Além da Colômbia que, conforme revelou despacho de 2004 vazado pelo Wikileaks, reclamou com os Estados Unidos sobre um suposto “imperialismo brasileiro” na América do Sul, a ex-ministra de Relações Exteriores do Paraguai, Leila Rachid, foi outra autoridade que buscou auxílio da diplomacia norte-americana contra a política externa brasileira, em uma reunião com o embaixador dos EUA em Assunção, em 21 de abril de 2005.
Leila Rachid foi chanceler entre 2003 e 2006, durante o governo do colorado Nicanor Duarte Frutos. Duarte foi o último presidente do Partido Conservador, que dominou a política paraguaia por seis décadas, até a vitória eleitoral do progressista Fernando Lugo, em 2008. Considerado um aliado próximo dos EUA, o paraguaio chegou a permitir a presença de tropas norte-americanas no país até 2006, como parte de um acordo de cooperação militar com os EUA.
Na época da reunião descrita no documento, o Paraguai estava atuando como presidente do Mercosul, e por isso havia emitido um comunicado conclamando o Equador a “preservar a democracia” diante do caos. No dia 20 de abril, o presidente equatoriano Lucio Gutierrez fora destituído pelo Congresso após ter perdido o apoio das Forças Armadas em meio a protestos populares.
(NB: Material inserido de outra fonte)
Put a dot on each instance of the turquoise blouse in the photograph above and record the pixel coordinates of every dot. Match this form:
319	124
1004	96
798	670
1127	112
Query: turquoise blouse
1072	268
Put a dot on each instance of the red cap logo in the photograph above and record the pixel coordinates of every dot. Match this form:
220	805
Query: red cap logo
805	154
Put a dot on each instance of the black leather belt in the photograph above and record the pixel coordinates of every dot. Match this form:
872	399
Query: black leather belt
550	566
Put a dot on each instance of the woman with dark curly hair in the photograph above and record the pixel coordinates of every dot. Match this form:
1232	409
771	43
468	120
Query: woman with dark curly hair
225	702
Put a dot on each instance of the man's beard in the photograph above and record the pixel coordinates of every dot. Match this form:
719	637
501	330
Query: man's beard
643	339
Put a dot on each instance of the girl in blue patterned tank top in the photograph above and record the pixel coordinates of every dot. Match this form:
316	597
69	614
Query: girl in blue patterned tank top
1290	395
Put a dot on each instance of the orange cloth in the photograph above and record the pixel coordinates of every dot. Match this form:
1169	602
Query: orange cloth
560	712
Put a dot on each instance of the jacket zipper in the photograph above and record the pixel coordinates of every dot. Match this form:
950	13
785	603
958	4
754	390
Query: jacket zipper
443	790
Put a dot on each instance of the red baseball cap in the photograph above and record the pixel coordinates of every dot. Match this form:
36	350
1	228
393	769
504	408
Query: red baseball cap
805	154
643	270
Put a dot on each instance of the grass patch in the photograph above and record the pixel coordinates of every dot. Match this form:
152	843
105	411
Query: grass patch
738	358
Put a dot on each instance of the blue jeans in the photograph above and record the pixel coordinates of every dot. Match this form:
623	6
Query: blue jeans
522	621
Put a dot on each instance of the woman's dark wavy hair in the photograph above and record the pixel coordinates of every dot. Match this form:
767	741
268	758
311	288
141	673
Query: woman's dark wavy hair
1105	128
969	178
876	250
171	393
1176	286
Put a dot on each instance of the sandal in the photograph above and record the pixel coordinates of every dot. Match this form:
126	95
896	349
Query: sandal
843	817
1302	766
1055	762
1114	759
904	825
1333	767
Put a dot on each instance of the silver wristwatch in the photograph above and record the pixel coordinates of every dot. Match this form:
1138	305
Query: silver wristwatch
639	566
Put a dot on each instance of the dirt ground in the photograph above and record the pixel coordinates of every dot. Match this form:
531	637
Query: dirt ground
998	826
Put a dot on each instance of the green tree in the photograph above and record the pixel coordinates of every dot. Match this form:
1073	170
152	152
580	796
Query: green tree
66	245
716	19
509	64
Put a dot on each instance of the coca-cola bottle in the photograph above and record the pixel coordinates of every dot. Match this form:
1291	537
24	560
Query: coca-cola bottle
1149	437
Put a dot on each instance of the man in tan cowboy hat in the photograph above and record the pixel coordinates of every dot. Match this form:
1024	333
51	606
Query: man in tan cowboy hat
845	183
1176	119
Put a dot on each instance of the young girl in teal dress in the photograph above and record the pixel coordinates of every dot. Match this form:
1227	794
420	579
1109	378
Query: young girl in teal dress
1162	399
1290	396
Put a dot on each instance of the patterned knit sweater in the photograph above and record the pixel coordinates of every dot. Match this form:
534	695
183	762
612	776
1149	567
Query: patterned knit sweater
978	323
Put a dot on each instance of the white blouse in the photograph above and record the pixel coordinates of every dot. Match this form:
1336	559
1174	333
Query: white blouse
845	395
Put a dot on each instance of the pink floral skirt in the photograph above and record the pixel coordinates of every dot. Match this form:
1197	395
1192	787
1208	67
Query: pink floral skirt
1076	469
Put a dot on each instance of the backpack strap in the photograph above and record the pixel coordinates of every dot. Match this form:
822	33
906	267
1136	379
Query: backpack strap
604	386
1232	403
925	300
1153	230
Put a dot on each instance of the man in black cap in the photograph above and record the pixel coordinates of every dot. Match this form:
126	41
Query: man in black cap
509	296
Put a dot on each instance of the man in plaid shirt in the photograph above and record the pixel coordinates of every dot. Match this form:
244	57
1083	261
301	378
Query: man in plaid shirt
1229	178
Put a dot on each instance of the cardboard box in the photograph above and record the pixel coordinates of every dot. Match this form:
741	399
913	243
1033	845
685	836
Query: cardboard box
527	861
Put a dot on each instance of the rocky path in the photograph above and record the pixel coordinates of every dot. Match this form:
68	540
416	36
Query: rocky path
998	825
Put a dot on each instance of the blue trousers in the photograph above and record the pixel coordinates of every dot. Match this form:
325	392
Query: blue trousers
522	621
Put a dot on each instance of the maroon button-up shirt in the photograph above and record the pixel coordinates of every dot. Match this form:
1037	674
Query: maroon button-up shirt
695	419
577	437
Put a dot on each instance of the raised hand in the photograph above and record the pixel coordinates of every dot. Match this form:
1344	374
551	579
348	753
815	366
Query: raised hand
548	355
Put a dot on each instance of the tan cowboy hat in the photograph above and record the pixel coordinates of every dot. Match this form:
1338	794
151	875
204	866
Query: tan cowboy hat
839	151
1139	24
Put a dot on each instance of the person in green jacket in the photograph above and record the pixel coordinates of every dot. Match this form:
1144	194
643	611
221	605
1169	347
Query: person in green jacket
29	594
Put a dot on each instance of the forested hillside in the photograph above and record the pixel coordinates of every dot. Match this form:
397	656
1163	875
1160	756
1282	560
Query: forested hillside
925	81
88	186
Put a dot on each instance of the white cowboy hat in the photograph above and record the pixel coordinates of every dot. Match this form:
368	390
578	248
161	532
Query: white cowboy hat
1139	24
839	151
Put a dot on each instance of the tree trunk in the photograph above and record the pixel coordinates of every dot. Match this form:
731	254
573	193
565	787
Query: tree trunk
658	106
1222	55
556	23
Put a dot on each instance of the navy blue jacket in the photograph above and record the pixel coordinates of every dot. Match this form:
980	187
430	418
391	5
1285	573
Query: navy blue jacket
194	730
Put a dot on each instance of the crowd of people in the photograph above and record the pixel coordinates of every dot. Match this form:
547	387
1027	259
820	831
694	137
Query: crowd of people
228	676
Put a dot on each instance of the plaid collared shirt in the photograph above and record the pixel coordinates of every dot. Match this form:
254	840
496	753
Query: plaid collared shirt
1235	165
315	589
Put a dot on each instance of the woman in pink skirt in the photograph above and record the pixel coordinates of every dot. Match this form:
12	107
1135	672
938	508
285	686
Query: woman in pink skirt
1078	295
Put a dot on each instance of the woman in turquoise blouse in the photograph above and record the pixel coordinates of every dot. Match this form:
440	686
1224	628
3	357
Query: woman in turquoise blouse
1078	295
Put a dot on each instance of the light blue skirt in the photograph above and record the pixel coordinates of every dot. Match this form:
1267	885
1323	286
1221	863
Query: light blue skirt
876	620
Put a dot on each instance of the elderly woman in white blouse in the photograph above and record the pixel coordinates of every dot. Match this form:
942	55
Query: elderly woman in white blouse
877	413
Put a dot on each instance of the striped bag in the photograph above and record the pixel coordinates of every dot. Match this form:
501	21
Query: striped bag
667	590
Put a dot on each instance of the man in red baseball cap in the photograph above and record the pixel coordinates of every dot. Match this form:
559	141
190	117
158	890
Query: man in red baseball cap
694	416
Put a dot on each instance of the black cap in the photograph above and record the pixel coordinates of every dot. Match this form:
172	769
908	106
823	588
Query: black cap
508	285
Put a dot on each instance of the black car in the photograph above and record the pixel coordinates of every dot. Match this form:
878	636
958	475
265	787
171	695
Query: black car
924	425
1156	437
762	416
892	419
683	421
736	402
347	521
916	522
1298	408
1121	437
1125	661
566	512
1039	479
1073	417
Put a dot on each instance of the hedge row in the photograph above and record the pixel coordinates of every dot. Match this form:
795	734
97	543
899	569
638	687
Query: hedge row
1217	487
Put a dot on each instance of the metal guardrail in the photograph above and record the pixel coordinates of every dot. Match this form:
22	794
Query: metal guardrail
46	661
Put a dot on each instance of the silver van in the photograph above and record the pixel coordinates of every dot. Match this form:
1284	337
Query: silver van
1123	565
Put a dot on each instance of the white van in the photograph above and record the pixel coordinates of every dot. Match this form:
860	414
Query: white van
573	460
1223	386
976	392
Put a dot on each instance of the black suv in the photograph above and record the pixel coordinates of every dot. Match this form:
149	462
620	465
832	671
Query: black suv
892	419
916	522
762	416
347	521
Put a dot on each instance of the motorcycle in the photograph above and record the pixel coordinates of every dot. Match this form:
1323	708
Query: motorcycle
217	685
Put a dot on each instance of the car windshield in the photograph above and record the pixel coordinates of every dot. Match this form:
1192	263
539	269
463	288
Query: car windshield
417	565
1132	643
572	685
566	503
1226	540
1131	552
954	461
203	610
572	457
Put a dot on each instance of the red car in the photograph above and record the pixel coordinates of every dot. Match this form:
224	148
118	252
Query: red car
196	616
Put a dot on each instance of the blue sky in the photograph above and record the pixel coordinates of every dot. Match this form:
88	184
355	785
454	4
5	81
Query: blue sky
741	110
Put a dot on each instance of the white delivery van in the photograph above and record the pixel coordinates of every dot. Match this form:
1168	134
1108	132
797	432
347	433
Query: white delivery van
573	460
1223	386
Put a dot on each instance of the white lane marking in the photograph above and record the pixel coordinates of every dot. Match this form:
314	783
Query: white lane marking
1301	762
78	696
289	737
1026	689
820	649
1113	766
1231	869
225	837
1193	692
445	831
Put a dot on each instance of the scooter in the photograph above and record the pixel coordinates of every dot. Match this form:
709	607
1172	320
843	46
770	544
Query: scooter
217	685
O comunicado do Mercosul evocava as diretrizes da recém-criada Comunidade Sul-Americana de Nações (que depois se tornaria a atual Unasul – União de Nações Sul-Americanas). Segundo disse Leila Rachid ao embaixador norte-americano, a observação foi resultado da insistência do ex-chanceler brasileiro Celso Amorim, que preferiu a Unasul em vez da Carta Democrática Interamericana.
Ela explicou que se opôs à ideia porque a Comunidade Sul-Americana de Nações “é meramente um brilhozinho nos olhos a essa altura; foi anunciada como uma proposta no ano passado, mas falta estrutura, um conjunto de princípios acordados pelos membros e outras características normais de ‘institucionalização’”. Segundo o despacho, Amorim teria dito que citar a carta Interamericana seria um convite aos EUA para “interferir” em questões regionais, que, para o Brasil, deveriam ser cuidadas apenas pelos países sul-americanos.
O documento prossegue: “Ela fez um comentário pessoal [dizendo] que Amorim está empurrando uma agenda para minimizar a influência dos EUA na América do Sul e afirmar o domínio brasileiro, uma direção que ela se opõe fortemente porque se traduz em controle irrestrito do Brasil sobre o destino do Paraguai”, diz o despacho.
Um mês depois, em 13 de maio, Leila seria ainda mais explícita. Ela compareceu a outra reunião com o embaixador norte-americano John F. Keane para tratar do congresso ministerial da OEA (Organização dos Estados Americanos) e a possibilidade de assinar o Artigo 98 – segundo o qual o Paraguai se comprometeria a não extraditar cidadãos norte-americanos ao Tribunal Penal Internacional.
Nessa reunião, Rachid não poderia ser mais clara: pediu um encontro com a secretária de Estado Condolezza Rice sobre a atitude comercial brasileira e a política externa. “Ela reclamou que o Brasil havia cortado cotas de exportações paraguaias”, relata o documento. “Ela também estava preocupada com a ambição brasileira de se tornar a maior liderança política na região e instou que os EUA se afirmassem para se opor ao Brasil”.
Curioso como essas Repúblicas sulamericanas têm os Estados Unidos como seus donos. Já está no imaginário.